Jordan’s King Abdullah is no profile in courage. He wants to keep his throne, and his head, for that matter. He will not do anything that could inflame the more than 60% of the Jordanian population that is Palestinian. He knows that Israel did not start the violence on the Temple Mount, and that the Israelis were perfectly willing to let the Jordanians, because of their role administering the Waqf, do the policing early on, before those intent on rioting had armed themselves. Had Jordanian police arrested a hundred or so Arabs on the Temple Mount on Thursday, after their stockpiling of rocks made their intentions clear, and before they had had a chance to arm themselves, as they did on Friday morning, the crowds might have sullenly dispersed. But Jordan shirked its responsibility. It didn’t want to be seen as keeping the Palestinians on the Temple Mount under control, for fear of how it would be viewed at home.

The Israeli police stationed on the Temple Mount did not “invade” Al-Aqsa. It was those Arab rioters, who stockpiled rocks and other weapons inside the mosque, who were the true invaders, violating the sanctity of the place. It was those Arabs who from the 35-acre esplanade of the Temple Mount, tried to injure or kill, by throwing rocks down on them, the Jewish worshippers at the Western Wall far below. Given that, it is unconscionable for the Israeli police to have waited apparently for several hours before finally acting to push back, and disarm, the rioters.

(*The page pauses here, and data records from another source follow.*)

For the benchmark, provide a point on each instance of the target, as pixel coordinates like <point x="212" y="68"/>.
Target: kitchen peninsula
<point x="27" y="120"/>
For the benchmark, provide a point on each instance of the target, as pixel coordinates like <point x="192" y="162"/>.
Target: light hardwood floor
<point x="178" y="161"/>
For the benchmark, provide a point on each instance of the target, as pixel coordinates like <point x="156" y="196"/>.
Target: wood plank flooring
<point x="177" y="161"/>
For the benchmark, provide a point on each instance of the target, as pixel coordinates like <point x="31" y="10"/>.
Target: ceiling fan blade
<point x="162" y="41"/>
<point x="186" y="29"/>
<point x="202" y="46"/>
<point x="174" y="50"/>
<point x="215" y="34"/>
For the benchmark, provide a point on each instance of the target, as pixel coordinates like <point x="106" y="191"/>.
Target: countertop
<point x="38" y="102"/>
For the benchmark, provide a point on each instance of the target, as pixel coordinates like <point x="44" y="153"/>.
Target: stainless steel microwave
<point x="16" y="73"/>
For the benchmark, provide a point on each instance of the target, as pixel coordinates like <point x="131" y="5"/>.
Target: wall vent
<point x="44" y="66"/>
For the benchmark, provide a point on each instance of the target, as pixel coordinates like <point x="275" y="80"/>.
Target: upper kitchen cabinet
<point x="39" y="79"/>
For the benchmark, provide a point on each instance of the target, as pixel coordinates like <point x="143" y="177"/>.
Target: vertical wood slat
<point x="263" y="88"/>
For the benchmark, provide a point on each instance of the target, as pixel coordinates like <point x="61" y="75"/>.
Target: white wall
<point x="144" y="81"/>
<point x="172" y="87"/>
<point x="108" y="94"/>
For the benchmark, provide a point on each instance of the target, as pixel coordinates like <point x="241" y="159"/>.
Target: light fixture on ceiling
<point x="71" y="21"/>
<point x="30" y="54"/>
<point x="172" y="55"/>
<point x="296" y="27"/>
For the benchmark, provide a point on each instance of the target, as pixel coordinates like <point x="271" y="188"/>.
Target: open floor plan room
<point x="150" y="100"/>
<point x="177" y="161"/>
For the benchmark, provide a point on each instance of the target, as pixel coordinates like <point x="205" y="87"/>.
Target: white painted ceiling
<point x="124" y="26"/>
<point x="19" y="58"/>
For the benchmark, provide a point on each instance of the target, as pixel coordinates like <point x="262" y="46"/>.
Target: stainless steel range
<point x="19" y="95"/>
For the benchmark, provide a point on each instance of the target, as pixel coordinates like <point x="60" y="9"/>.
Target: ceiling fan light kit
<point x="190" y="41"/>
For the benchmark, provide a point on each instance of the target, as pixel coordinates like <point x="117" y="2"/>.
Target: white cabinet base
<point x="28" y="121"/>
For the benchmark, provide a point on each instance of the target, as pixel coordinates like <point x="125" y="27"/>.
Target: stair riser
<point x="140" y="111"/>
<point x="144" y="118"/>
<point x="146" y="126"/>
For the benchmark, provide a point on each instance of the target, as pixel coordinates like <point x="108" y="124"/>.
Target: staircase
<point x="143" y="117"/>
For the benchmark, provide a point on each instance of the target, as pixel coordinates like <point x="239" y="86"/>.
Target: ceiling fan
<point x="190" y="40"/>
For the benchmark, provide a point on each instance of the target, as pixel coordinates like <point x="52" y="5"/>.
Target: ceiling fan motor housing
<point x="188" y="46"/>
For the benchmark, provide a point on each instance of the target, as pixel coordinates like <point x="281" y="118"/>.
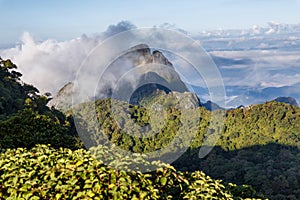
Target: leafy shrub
<point x="47" y="173"/>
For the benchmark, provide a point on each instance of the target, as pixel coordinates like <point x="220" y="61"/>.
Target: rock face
<point x="209" y="105"/>
<point x="150" y="74"/>
<point x="288" y="100"/>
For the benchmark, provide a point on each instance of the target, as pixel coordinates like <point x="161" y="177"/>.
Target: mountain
<point x="152" y="74"/>
<point x="288" y="100"/>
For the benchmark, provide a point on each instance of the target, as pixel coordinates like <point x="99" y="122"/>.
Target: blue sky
<point x="66" y="19"/>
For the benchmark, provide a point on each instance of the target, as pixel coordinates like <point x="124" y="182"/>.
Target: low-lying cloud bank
<point x="246" y="60"/>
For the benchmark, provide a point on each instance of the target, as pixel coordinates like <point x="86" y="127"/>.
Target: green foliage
<point x="25" y="120"/>
<point x="47" y="173"/>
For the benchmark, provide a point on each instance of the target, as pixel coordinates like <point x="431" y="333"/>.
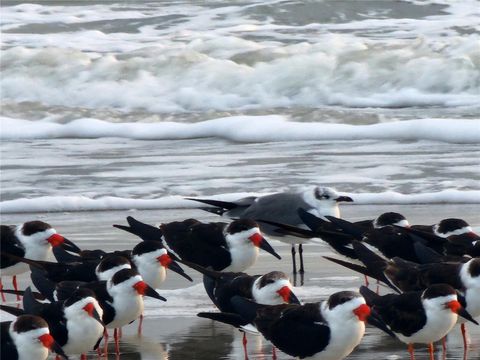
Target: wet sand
<point x="171" y="329"/>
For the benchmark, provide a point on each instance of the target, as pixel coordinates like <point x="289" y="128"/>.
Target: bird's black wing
<point x="403" y="313"/>
<point x="199" y="243"/>
<point x="296" y="330"/>
<point x="8" y="350"/>
<point x="11" y="245"/>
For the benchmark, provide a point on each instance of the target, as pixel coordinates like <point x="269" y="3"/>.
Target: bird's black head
<point x="474" y="267"/>
<point x="33" y="227"/>
<point x="146" y="247"/>
<point x="389" y="218"/>
<point x="271" y="277"/>
<point x="111" y="261"/>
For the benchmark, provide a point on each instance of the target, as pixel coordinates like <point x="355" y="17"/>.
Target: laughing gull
<point x="283" y="208"/>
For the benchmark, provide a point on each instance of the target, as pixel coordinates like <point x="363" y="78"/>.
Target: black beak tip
<point x="70" y="246"/>
<point x="151" y="292"/>
<point x="58" y="350"/>
<point x="344" y="199"/>
<point x="466" y="315"/>
<point x="264" y="245"/>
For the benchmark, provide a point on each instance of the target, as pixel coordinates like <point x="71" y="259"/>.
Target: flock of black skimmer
<point x="432" y="273"/>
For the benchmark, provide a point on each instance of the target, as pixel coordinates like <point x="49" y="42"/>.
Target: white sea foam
<point x="247" y="129"/>
<point x="184" y="57"/>
<point x="84" y="203"/>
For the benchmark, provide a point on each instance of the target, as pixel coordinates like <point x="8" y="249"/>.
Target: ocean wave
<point x="105" y="203"/>
<point x="269" y="128"/>
<point x="341" y="71"/>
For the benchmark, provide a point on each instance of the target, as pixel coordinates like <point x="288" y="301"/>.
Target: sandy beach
<point x="172" y="330"/>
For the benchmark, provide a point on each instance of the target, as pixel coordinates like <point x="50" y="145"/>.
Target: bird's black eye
<point x="321" y="195"/>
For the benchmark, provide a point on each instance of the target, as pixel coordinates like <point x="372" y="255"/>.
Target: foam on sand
<point x="246" y="129"/>
<point x="83" y="203"/>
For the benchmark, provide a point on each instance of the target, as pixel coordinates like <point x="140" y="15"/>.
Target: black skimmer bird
<point x="282" y="208"/>
<point x="330" y="329"/>
<point x="404" y="275"/>
<point x="121" y="297"/>
<point x="28" y="337"/>
<point x="420" y="316"/>
<point x="390" y="240"/>
<point x="335" y="236"/>
<point x="32" y="240"/>
<point x="271" y="289"/>
<point x="74" y="323"/>
<point x="450" y="227"/>
<point x="219" y="246"/>
<point x="81" y="270"/>
<point x="152" y="260"/>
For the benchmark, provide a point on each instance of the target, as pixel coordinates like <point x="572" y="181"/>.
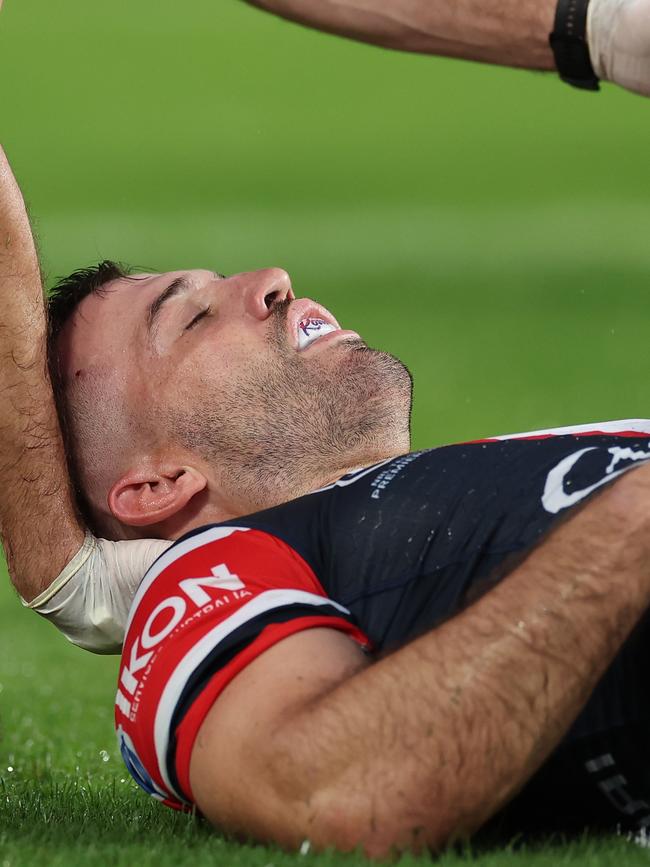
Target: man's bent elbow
<point x="340" y="820"/>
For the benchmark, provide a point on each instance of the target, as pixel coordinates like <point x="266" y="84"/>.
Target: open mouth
<point x="307" y="322"/>
<point x="310" y="330"/>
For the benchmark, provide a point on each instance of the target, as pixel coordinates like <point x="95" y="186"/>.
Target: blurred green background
<point x="488" y="226"/>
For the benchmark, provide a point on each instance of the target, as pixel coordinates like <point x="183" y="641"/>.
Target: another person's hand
<point x="618" y="33"/>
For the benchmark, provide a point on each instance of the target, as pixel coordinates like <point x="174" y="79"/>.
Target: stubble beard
<point x="288" y="424"/>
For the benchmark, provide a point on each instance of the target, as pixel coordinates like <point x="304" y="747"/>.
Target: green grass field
<point x="488" y="226"/>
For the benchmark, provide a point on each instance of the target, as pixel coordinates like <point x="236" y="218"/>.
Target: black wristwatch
<point x="569" y="43"/>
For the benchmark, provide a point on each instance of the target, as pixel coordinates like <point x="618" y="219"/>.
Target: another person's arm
<point x="494" y="31"/>
<point x="422" y="747"/>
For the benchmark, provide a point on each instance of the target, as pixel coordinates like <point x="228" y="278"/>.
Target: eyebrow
<point x="176" y="287"/>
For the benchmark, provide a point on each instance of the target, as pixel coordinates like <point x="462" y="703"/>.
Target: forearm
<point x="495" y="31"/>
<point x="38" y="524"/>
<point x="425" y="745"/>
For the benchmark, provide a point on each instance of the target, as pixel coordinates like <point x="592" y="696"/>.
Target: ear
<point x="149" y="496"/>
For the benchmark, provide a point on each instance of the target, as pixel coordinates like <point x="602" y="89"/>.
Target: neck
<point x="216" y="505"/>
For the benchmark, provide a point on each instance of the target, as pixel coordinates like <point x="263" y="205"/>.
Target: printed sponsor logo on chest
<point x="561" y="491"/>
<point x="194" y="597"/>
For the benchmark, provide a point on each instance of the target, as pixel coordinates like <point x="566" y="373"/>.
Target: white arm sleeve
<point x="90" y="600"/>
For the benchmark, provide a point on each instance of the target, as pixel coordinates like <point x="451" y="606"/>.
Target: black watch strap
<point x="569" y="43"/>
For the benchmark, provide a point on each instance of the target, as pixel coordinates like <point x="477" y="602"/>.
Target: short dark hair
<point x="61" y="302"/>
<point x="64" y="297"/>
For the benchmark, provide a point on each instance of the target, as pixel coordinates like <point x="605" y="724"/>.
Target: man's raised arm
<point x="39" y="526"/>
<point x="593" y="39"/>
<point x="82" y="584"/>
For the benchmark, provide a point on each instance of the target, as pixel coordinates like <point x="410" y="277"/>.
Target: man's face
<point x="260" y="388"/>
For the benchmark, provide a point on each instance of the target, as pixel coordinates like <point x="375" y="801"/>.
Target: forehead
<point x="102" y="330"/>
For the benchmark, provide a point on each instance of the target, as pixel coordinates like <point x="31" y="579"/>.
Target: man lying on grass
<point x="348" y="643"/>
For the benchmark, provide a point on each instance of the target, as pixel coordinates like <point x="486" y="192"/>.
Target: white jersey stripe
<point x="213" y="534"/>
<point x="175" y="685"/>
<point x="638" y="425"/>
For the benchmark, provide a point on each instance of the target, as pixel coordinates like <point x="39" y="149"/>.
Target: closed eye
<point x="205" y="312"/>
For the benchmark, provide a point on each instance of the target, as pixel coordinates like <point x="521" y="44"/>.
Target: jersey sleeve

It is the Jews of Israel who have bent over backward to accommodate the Arabs on the Temple Mount. When Israel took possession of the Temple Mount in June 1967, it might have insisted that Jews be allowed to pray at the holiest site in Judaism. At that point, still staggering from their recent loss, the Arabs would have been unable to oppose Israel’s wishes. Instead, in a move that many Jews have come to regret, the Israeli government. decided that it would prohibit Jews from praying aloud, or even praying silently, on the top of the Temple Mount. That’s how eager the Israelis were not to offend Arabs and Muslims. And Israel went even further. It severely limited the number of religious Jews allowed onto the Mount at any one time. Until 2003, only five – five! – were allowed to visit the Mount. By now, that number is up to 50. Compare that to the unlimited number of Arabs who are allowed on the Temple Mount, sometimes numbering up to 80,000. They can arrive at any time of day, every day of the week. But the Jews can only come, thanks to a decision of the Israelis themselves, during a designated four-hour period each day, and then only for five out of the seven days of the week. How many people around the world, who have been brainwashed by the media to believe that it is the Israelis who are trying to “take over” the Temple Mount, know these things?